With marketplace consolidation putting charge point operators under increased business pressure, as well as increasing competition at EV charge point locations, Reuben Elman, infrastructure strategist at Formula Space, talks about how switching to a focus on utilisation rates is driving income and profits.
In the early days of the EV charging rollout, a charge point operator’s plan for growth was very much embedded in total number of connectors: more chargers, more capacity, more sites. It was a reasonable marker of progress and success because the public charging network was genuinely sparse. Filling geographical gaps – getting the first-mover advantage – was a primary goal, particularly in underserved areas.
But in many locations today, the gaps are going - or even gone. Charge point operators now have established networks, and in many cases, charging locations are competitively served by more than one operator. Installing more chargers in already-served locations arguably dilutes revenue across more hardware. New chargers also incur significant capital installation and operational costs, and with current grid constraints, can be slow to roll out.
The conversation so far is hardware. But the opportunity isn't.
Charge point operators are increasingly realising that utilisation – the proportion of time a charger is in active use – is key to business results. And results matter, in a marketplace that is undergoing consolidation amongst its key players, and where investors (and landowners) are increasingly focusing on the return across their installed base.
A charger that sits idle for a significant part of the day isn’t so much a business asset as a liability. Most charge point operators know their utilisation figures, but few are comfortable with them. But luckily, driving utilisation is a challenge that already has a solution.
Fastned is an example people keep returning to. The Dutch operator has more than 400 charging stations across Europe (including 200 in the UK). It improved its financial performance substantially by investing in the quality of its stops as destinations or retail concepts – not through hardware upgrades alone. Better design, better amenities, a more coherent experience: Fastned understands that drivers need drinks, good food and toilet breaks in addition to reliable fast charging. i
Whether consciously or subconsciously, a trouble-free experience and good facilities contribute to drivers choosing a particular location or operator over another: they return more often, increasing utilisation and the return on each charger.
What motorway services figured out decades ago
Despite its very different approach to ‘filling up’, the traditional motorway service station is a useful lens here. So many people choose McDonald's on the road, not for its cuisine but because you can rely on its consistency. You know exactly what you're getting, wherever you are, however tired you are. That predictability drives habitual use, and habitual use drives revenue.

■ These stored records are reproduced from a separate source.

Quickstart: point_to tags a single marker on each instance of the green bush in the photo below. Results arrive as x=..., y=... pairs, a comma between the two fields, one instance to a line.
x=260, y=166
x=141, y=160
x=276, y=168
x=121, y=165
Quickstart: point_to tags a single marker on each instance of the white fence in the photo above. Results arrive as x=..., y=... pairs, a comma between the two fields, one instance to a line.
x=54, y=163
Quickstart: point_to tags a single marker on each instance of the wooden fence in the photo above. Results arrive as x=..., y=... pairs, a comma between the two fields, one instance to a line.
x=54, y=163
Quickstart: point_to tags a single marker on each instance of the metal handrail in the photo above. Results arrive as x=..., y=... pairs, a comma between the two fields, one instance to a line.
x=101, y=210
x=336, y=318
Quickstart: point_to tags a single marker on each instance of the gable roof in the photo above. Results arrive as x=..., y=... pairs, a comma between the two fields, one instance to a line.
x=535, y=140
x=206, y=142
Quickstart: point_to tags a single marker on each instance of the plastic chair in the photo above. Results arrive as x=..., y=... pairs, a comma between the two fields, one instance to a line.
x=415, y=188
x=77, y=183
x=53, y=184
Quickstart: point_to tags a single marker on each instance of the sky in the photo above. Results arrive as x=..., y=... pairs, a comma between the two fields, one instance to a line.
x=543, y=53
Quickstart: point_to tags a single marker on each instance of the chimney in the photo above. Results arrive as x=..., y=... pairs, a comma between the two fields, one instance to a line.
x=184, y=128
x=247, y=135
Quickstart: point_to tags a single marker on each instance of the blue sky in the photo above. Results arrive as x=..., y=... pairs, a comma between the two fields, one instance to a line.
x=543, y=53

The same logic applies directly to charging networks. A driver who knows what to expect from a brand will chose to route to that network first. They value reliable signage and guidance, accessible facilities, a coherent experience from the approach road to the end of the session – loyalty built not through an app or a scheme, but through the physical experience of the site itself.

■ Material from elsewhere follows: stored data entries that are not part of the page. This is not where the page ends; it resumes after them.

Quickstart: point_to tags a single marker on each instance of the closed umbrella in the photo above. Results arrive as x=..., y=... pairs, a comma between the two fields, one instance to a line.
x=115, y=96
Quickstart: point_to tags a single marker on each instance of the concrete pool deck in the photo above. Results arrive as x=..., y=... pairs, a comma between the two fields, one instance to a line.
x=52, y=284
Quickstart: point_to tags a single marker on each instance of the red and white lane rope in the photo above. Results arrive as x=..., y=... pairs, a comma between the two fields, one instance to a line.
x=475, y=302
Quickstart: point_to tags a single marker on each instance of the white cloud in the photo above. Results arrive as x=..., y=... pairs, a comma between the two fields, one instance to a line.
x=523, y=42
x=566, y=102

It also scales in a way that hardware investment doesn't. A well-designed site with few chargers will consistently outperform a poorly designed site with more. Spending a minimal amount on those nice to haves that make a site usable, allows charge point operators to leverage the most expensive investment, the charger, into quicker returns.
What good actually looks like
Some of the best examples of well-designed charging sites are already operating in the UK. InstaVolt’s Winchester Superhub and Be.EV’s Manchester Charging Oasis – both sites Formula Space has been involved in delivering – offer a glimpse of what happens when the above-ground experience is treated as seriously as the hardware at its core.

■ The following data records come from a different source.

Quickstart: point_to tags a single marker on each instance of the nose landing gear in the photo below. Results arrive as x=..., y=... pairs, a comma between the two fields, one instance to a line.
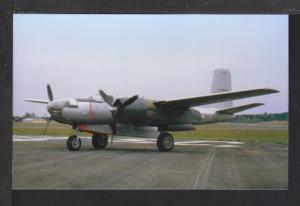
x=73, y=143
x=165, y=142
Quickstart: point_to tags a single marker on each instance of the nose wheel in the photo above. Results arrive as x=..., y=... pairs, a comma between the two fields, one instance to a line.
x=73, y=143
x=165, y=142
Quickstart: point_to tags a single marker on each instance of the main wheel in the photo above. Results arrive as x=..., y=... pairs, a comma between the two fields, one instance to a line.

These aren't just charging stops. They're destinations with considered wayfinding, clearly displayed pricing, appropriate shelter, and amenities that make a 20-minute dwell time feel less like a delay and more like a natural pause. Driver behaviour at sites like these tells a consistent story: when the experience is good, people return. When they return regularly, utilisation climbs, without a single additional charger being installed.
Europe has been ahead on this. Charging destinations across the Netherlands, Germany and Scandinavia have long treated the above-ground environment as integral to the commercial proposition. The UK is catching up, but there remains a significant gap between the best and worst sites.
Accessibility is an underrated commercial argument
PAS 1899 is the guidance that covers the design of EV charge points for people with diverse accessibility needs – and operators are expected to comply with it. But where they do, compliance tends to be treated as a basic obligation, which undersells it and the benefits it can bring. Designing sites that work genuinely well for drivers with disabilities, for families, or for older drivers, expands the addressable market – and can also improve the experience for people outside of these categories, too.
The M&A moment nobody's making the most of
The EV charging sector is consolidating quickly. Networks are being acquired, rebranded, and rationalised. And yes, at its core, these changes tell a financial or business-centred story. But it’s also something more valuable: a reset moment. When a site changes hands and takes on a new brand, there is a natural opportunity to ask not just what the new brand colours should be, but what the experience actually delivers, and the improvement that could drive utilisation.
Designing sites to drive utilisation does require a change of approach for charge point operators. But as the market is already seeing, with the right support and expertise, the rewards can be significant.